With the fixed-grid approach, setting a proper value for the critical water depth h0 (threshold for the wet-dry separation) is important and yet often arbitrary. Ideally the simulation results should be insensitive to h0 once it is set in a small-value range as required by the convergence of the solution. The first test was on such insensitivity. We compared the movements of the WDF predicted by the traditional and improved method in Figure 4B. The results show that the predictions by the traditional method varied significantly with h0. The predicted WDF moved more slowly when the threshold was set smaller. This is a numerical artefact that has been observed in previous numerical studies (Schubert et al., 2008). In contrast, the improved method gave predictions that were more or less independent of the threshold once its value was set small enough (Figure 4D).

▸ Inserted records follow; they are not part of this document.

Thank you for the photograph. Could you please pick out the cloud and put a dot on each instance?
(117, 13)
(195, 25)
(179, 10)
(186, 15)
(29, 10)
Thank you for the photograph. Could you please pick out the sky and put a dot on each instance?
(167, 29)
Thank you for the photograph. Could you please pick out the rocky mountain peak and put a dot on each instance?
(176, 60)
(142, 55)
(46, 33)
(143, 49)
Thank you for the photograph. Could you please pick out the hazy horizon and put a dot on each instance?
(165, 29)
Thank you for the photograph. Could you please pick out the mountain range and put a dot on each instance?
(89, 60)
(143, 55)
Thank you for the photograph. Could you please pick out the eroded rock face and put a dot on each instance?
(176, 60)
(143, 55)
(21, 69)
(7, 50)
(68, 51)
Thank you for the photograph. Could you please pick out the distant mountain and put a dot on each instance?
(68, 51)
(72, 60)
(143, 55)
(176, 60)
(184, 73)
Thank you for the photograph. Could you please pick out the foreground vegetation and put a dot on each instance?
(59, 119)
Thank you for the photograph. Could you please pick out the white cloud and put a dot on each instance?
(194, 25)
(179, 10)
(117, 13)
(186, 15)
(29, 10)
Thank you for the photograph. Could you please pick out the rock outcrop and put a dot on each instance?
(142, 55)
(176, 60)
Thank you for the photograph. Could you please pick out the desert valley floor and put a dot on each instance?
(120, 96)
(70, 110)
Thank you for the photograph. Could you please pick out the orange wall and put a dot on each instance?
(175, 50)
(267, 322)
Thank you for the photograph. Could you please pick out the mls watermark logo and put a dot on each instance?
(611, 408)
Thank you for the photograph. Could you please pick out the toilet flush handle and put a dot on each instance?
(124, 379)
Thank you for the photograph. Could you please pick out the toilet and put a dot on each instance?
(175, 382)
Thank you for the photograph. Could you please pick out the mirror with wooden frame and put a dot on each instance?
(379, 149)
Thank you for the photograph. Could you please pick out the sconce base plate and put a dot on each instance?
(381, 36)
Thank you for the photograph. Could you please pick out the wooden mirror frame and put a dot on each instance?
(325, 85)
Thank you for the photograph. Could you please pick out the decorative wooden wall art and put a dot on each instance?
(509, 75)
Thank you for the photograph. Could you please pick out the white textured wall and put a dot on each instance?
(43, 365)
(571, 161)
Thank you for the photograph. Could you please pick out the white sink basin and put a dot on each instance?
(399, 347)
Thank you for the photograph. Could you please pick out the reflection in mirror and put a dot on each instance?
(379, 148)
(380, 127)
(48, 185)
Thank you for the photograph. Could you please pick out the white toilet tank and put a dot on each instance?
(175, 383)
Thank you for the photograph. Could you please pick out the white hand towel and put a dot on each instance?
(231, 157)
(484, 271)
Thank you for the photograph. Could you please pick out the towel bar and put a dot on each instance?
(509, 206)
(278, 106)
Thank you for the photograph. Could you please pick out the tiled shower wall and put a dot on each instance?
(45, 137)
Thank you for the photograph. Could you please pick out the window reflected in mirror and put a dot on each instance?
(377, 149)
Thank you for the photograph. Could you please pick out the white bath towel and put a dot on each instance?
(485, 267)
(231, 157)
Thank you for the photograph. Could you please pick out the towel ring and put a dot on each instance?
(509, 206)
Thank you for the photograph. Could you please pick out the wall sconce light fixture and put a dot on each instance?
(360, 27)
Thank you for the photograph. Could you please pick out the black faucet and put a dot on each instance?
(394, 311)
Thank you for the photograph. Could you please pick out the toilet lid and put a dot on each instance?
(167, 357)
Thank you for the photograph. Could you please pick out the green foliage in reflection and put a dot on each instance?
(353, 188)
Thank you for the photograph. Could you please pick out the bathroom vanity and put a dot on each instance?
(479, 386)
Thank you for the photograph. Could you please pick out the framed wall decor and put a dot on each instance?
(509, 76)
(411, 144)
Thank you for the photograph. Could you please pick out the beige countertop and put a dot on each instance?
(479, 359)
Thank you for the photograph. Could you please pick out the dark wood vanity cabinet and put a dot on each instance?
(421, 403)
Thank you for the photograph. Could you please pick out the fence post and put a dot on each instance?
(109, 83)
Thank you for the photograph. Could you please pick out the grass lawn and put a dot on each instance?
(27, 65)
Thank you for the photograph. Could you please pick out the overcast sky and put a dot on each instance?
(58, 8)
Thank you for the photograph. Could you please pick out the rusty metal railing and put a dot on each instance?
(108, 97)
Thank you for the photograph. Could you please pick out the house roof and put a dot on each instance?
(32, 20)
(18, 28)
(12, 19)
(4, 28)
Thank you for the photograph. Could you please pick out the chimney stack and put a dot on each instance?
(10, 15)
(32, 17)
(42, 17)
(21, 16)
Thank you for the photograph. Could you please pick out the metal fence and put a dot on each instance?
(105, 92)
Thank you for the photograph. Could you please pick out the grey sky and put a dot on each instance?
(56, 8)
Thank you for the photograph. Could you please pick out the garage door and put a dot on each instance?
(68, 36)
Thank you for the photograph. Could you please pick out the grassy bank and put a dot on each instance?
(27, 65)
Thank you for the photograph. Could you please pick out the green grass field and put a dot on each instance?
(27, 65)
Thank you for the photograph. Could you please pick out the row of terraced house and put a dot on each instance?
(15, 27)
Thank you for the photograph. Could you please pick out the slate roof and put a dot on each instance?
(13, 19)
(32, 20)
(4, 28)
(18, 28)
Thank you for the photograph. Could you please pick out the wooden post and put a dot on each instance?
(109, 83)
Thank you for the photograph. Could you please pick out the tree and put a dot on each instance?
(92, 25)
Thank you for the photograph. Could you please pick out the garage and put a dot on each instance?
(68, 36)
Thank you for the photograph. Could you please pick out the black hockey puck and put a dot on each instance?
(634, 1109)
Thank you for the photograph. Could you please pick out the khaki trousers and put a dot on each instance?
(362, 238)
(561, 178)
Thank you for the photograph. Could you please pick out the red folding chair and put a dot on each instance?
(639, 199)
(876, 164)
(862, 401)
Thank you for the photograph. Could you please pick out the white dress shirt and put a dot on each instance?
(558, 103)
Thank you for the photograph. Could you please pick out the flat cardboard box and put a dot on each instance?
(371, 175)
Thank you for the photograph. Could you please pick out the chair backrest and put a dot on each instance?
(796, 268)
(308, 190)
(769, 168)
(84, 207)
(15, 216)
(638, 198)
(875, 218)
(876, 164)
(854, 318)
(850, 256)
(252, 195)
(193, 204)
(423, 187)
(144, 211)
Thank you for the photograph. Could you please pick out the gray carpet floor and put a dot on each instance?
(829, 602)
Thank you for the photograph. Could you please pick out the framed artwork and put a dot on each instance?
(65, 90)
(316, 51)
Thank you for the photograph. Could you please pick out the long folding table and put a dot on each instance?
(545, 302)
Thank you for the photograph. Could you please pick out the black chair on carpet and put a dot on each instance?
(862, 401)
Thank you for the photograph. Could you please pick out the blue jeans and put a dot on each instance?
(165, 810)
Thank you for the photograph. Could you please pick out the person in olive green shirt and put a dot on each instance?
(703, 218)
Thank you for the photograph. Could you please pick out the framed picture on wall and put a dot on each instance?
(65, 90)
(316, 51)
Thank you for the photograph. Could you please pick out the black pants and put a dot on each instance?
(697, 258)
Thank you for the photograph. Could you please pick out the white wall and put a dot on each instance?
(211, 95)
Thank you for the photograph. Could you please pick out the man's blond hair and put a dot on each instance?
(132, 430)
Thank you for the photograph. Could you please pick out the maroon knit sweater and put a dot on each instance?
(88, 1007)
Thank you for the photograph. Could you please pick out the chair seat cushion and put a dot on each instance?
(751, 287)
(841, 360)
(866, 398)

We also tested how the improved method performs with different Manning coeddicent values. Figure 4E shows the comparison of the WDFs predicted by the traditional method and improved method with different bottom drag coefficient (Manning coefficient) values. When the Manning coefficient was small, the difference between the results given by these two methods is minor. However, their predictions started to deviate significantly as the Manning coefficient increased, especially during the falling tide. The reason which causes the difference is that the traditional method distributes the fluid volume all over the area of partially wet cell. When a partially wet cell will be dried soon, water only occupied a small part of its area. Using the whole area to divide fluid volume to get water depth is unreasonable and smaller than reality. As Equations 12 and 13 show, the last term contains water depth and Manning coefficient. The bigger Manning coefficient is, the more important the term including the water depth is in Equations 12 and 13, then the bigger error caused with the traditional method, the more difference the two methods show.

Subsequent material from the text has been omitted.